Real-time Ship Recognition and Georeferencing for the Improvement of Maritime Situational Awareness
Borja Carrillo Perez
TL;DR
This work addresses real-time ship recognition and georeferencing to enhance maritime situational awareness. It introduces ShipSG, a real-world dataset with ship masks and geographic positions, and develops ScatYOLOv8+CBAM—an embedded-optimized, real-time segmentation architecture that fuses a 2D scattering transform with attention mechanisms. The approach achieves a high mAP around $mAP \, \approx \, 75.46$ with frame-times near $25.3$ ms on the NVIDIA Jetson AGX Xavier, and introduces a slicing strategy that improves small-ship detection by about $8$–$11\%$. A monocular georeferencing method based on image homographies yields positioning errors of approximately $18\,m$ within $400\,m$ and $44\,m$ between $400$ and $1200\,m$, enabling real-time visualization on maps and integration with other maritime data streams.
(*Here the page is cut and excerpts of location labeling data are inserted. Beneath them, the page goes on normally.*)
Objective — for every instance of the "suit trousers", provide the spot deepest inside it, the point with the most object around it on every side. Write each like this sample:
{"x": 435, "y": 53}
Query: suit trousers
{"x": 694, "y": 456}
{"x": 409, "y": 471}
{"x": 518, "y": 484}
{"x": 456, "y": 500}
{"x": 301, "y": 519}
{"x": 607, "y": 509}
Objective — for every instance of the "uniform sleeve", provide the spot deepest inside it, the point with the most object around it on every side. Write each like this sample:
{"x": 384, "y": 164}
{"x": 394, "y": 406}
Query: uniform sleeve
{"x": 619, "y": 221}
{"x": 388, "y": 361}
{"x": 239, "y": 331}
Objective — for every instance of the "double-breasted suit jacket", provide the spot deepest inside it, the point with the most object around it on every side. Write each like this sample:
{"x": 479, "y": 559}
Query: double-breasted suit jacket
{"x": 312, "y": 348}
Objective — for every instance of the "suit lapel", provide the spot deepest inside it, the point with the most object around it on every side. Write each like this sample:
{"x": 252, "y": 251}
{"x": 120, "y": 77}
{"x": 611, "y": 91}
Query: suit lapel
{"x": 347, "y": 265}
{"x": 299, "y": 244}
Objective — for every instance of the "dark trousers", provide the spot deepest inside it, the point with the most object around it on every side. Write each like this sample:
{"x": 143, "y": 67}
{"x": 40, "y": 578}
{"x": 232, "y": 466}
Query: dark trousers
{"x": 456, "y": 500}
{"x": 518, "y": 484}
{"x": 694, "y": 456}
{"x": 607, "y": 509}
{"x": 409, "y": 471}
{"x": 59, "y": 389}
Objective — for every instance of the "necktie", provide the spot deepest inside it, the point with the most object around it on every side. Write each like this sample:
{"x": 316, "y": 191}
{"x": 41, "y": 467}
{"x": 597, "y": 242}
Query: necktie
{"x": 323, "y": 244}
Overall, the work demonstrates the viability of deep-learning-based ship recognition and georeferencing on embedded hardware, establishing ShipSG as a benchmark and offering a practical, scalable framework for maritime monitoring and decision support.
Abstract
In an era where maritime infrastructures are crucial, advanced situational awareness solutions are increasingly important. The use of optical camera systems can allow real-time usage of maritime footage. This thesis presents an investigation into leveraging deep learning and computer vision to advance real-time ship recognition and georeferencing for the improvement of maritime situational awareness. A novel dataset, ShipSG, is introduced, containing 3,505 images and 11,625 ship masks with corresponding class and geographic position. After an exploration of state-of-the-art, a custom real-time segmentation architecture, ScatYOLOv8+CBAM, is designed for the NVIDIA Jetson AGX Xavier embedded system. This architecture adds the 2D scattering transform and attention mechanisms to YOLOv8, achieving an mAP of 75.46% and an 25.3 ms per frame, outperforming state-of-the-art methods by over 5%. To improve small and distant ship recognition in high-resolution images on embedded systems, an enhanced slicing mechanism is introduced, improving mAP by 8% to 11%. Additionally, a georeferencing method is proposed, achieving positioning errors of 18 m for ships up to 400 m away and 44 m for ships between 400 m and 1200 m. The findings are also applied in real-world scenarios, such as the detection of abnormal ship behaviour, camera integrity assessment and 3D reconstruction. The approach of this thesis outperforms existing methods and provides a framework for integrating recognized and georeferenced ships into real-time systems, enhancing operational effectiveness and decision-making for maritime stakeholders. This thesis contributes to the maritime computer vision field by establishing a benchmark for ship segmentation and georeferencing research, demonstrating the viability of deep-learning-based recognition and georeferencing methods for real-time maritime monitoring.